Ghanaian-American singer Ama Serwah Genfi, better known as Amaarae, has berated the Recording Academy, organisers of the Grammy Awards, for jam-packing all African music genres under one category at the award show.
We recall that the Grammys recently created a category for 'Best African Music Performance.'
The award organisers said the category is open to both contemporary and traditional music from the African continent, including Afrobeats, Afro-pop, Amapiano, High Life, Fuji, etc.
But in a recent interview with Metro TV, Amaarae said the packing of all African musical genres under a single category at the Grammys was "reductive."
She said:
"The idea of an African category [at the Grammys] is great in practice, but I think it is reductive. There are way too many categories to just placed under an umbrella of African music.

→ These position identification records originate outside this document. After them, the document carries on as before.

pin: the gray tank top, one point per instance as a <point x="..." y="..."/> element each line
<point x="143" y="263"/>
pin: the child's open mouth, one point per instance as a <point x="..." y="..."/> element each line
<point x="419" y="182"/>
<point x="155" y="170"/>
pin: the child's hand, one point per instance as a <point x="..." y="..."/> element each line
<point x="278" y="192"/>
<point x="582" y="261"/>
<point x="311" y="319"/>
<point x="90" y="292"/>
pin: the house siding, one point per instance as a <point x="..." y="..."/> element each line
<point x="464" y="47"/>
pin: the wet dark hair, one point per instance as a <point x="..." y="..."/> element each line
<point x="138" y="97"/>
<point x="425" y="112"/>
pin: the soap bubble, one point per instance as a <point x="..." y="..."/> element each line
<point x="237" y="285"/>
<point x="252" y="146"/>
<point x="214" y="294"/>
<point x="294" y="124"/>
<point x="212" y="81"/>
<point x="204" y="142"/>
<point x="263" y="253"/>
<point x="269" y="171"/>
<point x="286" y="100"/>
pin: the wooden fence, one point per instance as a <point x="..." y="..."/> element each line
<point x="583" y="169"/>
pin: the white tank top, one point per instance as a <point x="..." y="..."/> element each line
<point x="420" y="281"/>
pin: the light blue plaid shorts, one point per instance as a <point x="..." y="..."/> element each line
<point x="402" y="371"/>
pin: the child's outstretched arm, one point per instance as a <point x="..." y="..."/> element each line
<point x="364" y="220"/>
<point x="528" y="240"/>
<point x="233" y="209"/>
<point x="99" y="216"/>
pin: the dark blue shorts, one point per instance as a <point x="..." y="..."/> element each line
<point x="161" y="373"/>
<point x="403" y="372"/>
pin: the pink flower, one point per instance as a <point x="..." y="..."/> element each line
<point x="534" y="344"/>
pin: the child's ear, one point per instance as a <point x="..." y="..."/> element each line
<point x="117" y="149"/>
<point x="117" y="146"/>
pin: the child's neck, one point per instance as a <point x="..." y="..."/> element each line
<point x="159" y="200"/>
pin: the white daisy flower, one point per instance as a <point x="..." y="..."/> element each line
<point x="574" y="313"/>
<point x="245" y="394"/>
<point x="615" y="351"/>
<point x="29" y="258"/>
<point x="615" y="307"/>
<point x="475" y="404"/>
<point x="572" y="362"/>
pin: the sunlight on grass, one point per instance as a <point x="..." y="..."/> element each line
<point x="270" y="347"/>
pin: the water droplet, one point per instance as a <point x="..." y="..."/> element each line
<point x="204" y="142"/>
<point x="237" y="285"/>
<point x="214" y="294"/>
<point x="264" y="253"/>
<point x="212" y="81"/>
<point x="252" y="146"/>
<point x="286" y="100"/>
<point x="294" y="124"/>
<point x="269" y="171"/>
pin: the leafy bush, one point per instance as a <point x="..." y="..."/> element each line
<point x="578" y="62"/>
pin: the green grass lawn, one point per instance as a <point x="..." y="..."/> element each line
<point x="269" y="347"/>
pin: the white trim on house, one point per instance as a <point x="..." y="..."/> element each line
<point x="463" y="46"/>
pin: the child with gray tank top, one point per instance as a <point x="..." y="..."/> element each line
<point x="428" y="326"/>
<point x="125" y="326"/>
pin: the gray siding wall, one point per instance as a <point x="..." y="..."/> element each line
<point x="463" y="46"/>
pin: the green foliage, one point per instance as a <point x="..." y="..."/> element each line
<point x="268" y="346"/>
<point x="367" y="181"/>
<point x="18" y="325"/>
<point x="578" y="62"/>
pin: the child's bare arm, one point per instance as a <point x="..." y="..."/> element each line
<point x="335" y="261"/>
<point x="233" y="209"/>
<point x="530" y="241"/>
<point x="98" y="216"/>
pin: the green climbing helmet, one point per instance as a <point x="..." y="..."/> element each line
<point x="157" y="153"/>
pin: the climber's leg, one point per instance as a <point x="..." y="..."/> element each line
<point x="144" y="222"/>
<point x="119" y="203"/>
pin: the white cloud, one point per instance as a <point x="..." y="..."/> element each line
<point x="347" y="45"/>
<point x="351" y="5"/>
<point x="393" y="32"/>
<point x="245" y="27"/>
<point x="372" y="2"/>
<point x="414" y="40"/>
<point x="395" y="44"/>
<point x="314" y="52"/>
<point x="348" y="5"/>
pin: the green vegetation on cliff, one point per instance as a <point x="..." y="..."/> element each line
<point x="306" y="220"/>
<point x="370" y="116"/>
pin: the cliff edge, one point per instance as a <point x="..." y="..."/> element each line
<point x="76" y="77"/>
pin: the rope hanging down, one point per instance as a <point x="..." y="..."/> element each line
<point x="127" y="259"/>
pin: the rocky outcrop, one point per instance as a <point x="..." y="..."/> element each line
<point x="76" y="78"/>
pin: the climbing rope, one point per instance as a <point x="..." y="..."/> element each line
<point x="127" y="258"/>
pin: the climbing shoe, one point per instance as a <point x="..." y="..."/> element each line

"Take a song like 'Sad Girlz', 'Calm Down,' or 'Calm Down' or 'Last Last'; these are all songs that didn't just do well in Africa but did well globally and had humongous global impacts. So, to me, they are popular records.
"So, I feel like a record like [Rema's] 'Calm Down' with the remix with Selena Gomez, that should be able to compete in pop categories [at the Grammys]. I feel like [Burna Boy's] 'Last Last' should be able to compete in hip-hop, RnB or pop categories and not be relegated to just the African category because that's reductive of the works that [African] artists have done to break boundaries."